Mangling XML as Text with PHP DOM

Recently I had to do some mass-conversion of HTML files to DITA XML — material I’d written for the upcoming JavaScript Ultimate Reference (the third, and arguably most complicated, part of the SitePoint Reference).

But a problem I came across several times was the sheer complexity of recursive element conversion — <code> becomes <jsvalue> (or one of a dozen similar elements), <a> becomes <xref> … and that’s all simple enough; but each of these elements might contain the other, or further child elements like <em>, and as we walk through the DOM so the incidence of potential recursion increases, until it gets to the point where my brain explodes.

There’s a limit to how much recursion I can get my head around — or rather — a limit to how much I’m prepared to get my head around before I just go the heck with this, why can’t I mangle it as text with regular expressions!?

Unfortunately there doesn’t seem to be a way with PHP DOM to get the text equivalent of any arbitrary node, but we can do that at the Document or DocumentFragment level; so with a little toying-around I came up with a way to leverage that capability and make it work at the Node level.

So for example, let’s begin with this XML:

<?xml version="1.0" encoding="utf-8"?>
<root id="introduction">
	<div class="section">
		The fundamental data type is <code>Node</code>
	</div>
</root>

We have a reference to its DOM saved to a PHP variable called $xmldom. And we want to parse it so that the <code> element becomes a <jstype>, and the <div class="section"> becomes simply <section>, all without affecting the rest of the document.

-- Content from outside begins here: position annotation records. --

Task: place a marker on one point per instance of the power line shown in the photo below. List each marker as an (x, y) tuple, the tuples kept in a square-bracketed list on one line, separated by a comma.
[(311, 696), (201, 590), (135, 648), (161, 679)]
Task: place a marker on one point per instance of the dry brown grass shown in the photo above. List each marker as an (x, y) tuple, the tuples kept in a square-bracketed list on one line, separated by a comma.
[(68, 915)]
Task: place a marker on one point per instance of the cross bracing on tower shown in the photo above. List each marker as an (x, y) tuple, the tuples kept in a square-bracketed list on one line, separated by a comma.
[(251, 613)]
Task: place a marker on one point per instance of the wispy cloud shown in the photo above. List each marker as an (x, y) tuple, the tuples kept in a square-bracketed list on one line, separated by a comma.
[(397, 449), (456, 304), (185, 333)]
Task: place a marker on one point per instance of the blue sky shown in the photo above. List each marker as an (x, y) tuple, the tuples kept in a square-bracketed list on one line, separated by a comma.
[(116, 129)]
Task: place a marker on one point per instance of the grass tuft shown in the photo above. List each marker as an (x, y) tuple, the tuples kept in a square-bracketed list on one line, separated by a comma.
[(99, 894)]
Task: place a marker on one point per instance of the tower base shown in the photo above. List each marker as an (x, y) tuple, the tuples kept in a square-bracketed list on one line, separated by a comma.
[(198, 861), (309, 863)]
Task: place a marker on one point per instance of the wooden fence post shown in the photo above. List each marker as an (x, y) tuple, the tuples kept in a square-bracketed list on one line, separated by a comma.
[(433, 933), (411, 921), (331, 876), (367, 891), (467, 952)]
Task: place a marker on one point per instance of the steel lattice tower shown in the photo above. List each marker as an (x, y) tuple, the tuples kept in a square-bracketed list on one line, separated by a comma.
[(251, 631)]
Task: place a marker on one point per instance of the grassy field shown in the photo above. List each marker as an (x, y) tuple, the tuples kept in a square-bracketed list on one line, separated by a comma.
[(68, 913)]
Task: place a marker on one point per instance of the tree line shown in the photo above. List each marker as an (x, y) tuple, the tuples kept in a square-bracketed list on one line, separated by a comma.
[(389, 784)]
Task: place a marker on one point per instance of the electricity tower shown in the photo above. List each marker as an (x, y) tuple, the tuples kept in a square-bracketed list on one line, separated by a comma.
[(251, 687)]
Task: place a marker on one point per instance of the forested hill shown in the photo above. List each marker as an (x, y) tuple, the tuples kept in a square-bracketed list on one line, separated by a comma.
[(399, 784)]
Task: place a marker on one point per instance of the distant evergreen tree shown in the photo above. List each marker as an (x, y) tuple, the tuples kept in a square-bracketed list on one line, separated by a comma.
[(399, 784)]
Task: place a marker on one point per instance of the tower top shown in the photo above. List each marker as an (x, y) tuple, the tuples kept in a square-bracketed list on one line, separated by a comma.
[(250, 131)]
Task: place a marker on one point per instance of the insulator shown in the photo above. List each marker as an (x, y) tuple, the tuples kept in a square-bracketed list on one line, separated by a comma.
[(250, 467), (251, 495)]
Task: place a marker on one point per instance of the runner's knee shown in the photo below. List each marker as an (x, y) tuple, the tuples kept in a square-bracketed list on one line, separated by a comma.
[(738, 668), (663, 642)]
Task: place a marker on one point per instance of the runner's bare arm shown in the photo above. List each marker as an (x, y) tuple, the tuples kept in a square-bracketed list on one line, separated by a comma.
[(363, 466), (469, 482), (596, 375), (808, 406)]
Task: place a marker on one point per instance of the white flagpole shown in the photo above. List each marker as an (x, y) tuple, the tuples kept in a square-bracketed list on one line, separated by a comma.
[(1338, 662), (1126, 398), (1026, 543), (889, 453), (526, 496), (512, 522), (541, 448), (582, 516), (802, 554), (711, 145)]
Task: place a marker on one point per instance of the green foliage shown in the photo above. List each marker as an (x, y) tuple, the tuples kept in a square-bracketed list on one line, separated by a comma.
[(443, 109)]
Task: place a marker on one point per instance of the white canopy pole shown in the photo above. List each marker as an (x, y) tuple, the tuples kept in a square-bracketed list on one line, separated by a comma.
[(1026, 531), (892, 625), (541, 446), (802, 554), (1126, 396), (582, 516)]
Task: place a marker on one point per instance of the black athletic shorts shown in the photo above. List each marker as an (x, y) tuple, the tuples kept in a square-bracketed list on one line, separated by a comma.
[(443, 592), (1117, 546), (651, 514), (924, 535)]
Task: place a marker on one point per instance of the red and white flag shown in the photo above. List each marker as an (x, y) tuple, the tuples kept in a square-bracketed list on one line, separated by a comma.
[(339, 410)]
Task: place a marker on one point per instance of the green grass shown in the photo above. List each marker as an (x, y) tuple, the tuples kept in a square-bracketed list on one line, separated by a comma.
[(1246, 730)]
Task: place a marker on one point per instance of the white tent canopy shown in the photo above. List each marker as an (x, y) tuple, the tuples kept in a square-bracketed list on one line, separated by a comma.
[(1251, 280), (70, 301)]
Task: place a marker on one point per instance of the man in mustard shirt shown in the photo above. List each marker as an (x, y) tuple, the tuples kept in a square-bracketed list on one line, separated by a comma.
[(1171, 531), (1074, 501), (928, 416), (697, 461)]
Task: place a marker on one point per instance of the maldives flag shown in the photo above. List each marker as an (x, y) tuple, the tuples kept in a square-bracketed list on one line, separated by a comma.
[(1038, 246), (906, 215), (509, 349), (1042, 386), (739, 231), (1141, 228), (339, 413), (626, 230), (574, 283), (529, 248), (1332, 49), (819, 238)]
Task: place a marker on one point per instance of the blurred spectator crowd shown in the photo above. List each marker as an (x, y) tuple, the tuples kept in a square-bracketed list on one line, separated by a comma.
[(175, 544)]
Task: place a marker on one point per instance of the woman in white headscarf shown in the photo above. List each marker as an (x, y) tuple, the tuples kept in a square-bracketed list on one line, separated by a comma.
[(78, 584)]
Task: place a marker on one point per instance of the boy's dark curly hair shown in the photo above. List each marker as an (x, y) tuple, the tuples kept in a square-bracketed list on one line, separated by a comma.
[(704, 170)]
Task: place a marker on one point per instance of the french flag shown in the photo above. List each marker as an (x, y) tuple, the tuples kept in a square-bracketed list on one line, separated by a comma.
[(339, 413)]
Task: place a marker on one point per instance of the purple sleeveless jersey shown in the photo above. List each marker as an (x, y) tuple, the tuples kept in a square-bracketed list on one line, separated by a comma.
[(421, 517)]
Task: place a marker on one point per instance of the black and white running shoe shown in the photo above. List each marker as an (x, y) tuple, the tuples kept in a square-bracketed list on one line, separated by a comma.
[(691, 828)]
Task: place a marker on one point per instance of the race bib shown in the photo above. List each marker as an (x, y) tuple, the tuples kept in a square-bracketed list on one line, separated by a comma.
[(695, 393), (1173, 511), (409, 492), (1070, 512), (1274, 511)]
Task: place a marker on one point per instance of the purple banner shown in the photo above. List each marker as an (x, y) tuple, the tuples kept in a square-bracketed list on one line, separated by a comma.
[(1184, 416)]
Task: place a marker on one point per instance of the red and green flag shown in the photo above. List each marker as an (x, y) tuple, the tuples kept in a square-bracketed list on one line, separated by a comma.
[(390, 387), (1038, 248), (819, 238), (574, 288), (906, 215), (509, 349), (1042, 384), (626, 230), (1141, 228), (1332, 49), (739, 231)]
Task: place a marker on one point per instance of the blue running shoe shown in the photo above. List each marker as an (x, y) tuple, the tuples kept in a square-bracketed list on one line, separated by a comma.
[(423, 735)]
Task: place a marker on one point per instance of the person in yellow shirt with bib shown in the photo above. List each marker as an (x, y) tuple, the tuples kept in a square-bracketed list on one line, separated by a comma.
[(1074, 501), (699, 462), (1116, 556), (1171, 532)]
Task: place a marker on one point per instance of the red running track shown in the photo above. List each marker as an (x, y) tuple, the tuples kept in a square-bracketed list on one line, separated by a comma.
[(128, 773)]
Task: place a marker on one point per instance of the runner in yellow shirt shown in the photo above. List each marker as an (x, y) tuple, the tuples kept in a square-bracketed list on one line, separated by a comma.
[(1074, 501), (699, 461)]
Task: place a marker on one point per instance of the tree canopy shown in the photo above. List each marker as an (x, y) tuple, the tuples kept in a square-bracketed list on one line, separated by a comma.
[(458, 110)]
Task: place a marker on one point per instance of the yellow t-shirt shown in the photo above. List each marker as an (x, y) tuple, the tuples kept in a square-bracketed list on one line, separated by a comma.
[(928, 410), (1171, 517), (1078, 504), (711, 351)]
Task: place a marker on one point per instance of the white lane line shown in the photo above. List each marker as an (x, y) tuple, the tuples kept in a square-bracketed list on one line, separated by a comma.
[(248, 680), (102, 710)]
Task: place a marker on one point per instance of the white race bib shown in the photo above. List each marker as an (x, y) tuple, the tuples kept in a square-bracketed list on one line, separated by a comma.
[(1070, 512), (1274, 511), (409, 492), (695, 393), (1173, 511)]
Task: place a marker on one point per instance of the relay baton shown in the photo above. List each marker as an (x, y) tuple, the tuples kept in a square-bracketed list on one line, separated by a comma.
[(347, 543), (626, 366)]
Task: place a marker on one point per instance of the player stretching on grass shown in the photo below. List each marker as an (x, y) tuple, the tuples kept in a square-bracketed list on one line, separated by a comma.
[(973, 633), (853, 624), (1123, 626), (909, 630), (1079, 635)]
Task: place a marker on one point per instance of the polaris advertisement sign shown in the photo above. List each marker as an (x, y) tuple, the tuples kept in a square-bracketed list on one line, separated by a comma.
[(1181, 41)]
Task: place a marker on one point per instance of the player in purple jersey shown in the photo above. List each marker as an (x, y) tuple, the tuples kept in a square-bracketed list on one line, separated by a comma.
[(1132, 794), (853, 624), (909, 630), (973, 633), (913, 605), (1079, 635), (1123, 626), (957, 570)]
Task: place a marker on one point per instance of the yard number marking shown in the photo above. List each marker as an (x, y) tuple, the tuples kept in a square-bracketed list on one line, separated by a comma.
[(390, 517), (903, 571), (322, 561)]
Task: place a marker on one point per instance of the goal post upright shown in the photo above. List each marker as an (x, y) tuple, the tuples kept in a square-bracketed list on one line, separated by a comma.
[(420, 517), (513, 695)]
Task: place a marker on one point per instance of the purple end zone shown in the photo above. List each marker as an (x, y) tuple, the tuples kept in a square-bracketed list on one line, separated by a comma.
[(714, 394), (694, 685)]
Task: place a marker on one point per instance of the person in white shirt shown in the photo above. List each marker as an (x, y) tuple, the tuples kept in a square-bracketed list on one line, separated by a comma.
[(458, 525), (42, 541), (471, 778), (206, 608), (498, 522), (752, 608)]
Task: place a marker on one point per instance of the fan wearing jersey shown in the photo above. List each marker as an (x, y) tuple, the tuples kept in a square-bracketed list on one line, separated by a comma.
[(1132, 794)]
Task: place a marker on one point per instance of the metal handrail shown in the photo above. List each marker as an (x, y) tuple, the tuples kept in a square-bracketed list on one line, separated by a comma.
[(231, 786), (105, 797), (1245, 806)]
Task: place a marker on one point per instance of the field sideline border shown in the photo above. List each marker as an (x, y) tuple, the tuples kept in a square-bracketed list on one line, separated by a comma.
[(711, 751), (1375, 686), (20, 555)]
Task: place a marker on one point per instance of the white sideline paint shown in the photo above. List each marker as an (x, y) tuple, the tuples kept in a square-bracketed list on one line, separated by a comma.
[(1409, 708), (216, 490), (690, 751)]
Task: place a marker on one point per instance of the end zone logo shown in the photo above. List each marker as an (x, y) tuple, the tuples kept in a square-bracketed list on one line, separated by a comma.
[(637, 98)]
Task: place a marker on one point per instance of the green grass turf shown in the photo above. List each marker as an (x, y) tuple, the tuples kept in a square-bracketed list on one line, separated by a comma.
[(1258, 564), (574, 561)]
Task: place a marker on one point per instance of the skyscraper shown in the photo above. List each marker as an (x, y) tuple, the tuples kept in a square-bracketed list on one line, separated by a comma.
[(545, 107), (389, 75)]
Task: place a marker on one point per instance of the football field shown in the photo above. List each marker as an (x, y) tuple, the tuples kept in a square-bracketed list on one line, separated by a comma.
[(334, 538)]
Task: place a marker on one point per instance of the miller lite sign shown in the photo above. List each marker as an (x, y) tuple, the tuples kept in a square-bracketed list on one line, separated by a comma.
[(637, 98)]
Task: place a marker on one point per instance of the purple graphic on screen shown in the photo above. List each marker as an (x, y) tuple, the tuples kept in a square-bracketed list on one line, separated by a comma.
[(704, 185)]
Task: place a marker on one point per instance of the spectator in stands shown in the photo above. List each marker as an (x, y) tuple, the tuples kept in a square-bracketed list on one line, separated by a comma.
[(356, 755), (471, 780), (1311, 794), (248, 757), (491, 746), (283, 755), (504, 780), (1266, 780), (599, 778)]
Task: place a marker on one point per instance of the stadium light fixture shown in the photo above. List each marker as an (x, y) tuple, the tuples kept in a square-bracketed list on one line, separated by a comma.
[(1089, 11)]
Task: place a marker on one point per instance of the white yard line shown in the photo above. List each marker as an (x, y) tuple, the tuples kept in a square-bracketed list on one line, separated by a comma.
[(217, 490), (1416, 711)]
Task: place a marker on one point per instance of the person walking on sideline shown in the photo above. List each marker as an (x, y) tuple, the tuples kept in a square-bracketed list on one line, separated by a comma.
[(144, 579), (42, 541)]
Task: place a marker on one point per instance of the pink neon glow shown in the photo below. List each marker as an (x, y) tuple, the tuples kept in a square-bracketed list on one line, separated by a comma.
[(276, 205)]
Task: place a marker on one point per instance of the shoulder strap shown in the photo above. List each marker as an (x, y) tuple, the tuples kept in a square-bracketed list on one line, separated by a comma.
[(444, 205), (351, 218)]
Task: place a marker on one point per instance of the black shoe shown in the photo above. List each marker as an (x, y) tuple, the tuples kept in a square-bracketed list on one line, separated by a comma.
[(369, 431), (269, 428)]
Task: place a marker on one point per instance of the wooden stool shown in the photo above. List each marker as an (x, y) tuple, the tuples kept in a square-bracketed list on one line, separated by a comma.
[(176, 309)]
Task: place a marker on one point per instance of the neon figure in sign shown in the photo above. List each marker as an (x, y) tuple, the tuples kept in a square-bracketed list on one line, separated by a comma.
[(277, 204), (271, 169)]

Here’s the complete code to do it, which I’ll then talk through stage by stage:

$node = $xmldom->documentElement->firstChild;

$doc = new DOMDocument();
$doc->loadXML('<xmltext/>');
$node = $doc->importNode($node, true);
$doc->documentElement->appendChild($node);
$xmltext = ereg_replace('^.*<xmltext>(.*)</xmltext>.*$', '\1', $doc->saveXML());

$xmltext = ereg_replace('<([/]?)code>', '<\1jstype>', $xmltext);
$xmltext = ereg_replace('<([/]?)div[^>]*>', '<\1section>', $xmltext);

$node = $xmldom->createDocumentFragment();
$node->appendXML($xmltext);

$xmldom->documentElement->replaceChild($node, $xmldom->documentElement->firstChild);

In the first step we get a reference to the element we want to work with, and save it to $node.

In the second step we create a new document, and use loadXML() to create a placeholder root node (the loadXML method converts text input to XML, and is one of the cornerstones of our process). Next we import the original node into that document, then use saveXML() to convert the whole document to text (the saveXML method converts an XML document to text, and is as critical as loadXML() for what we’re doing here). The text output is parsed using ereg_replace to remove the outer contents of the document (its prolog and root node) so that we’re left with a text equivalent of the original input node.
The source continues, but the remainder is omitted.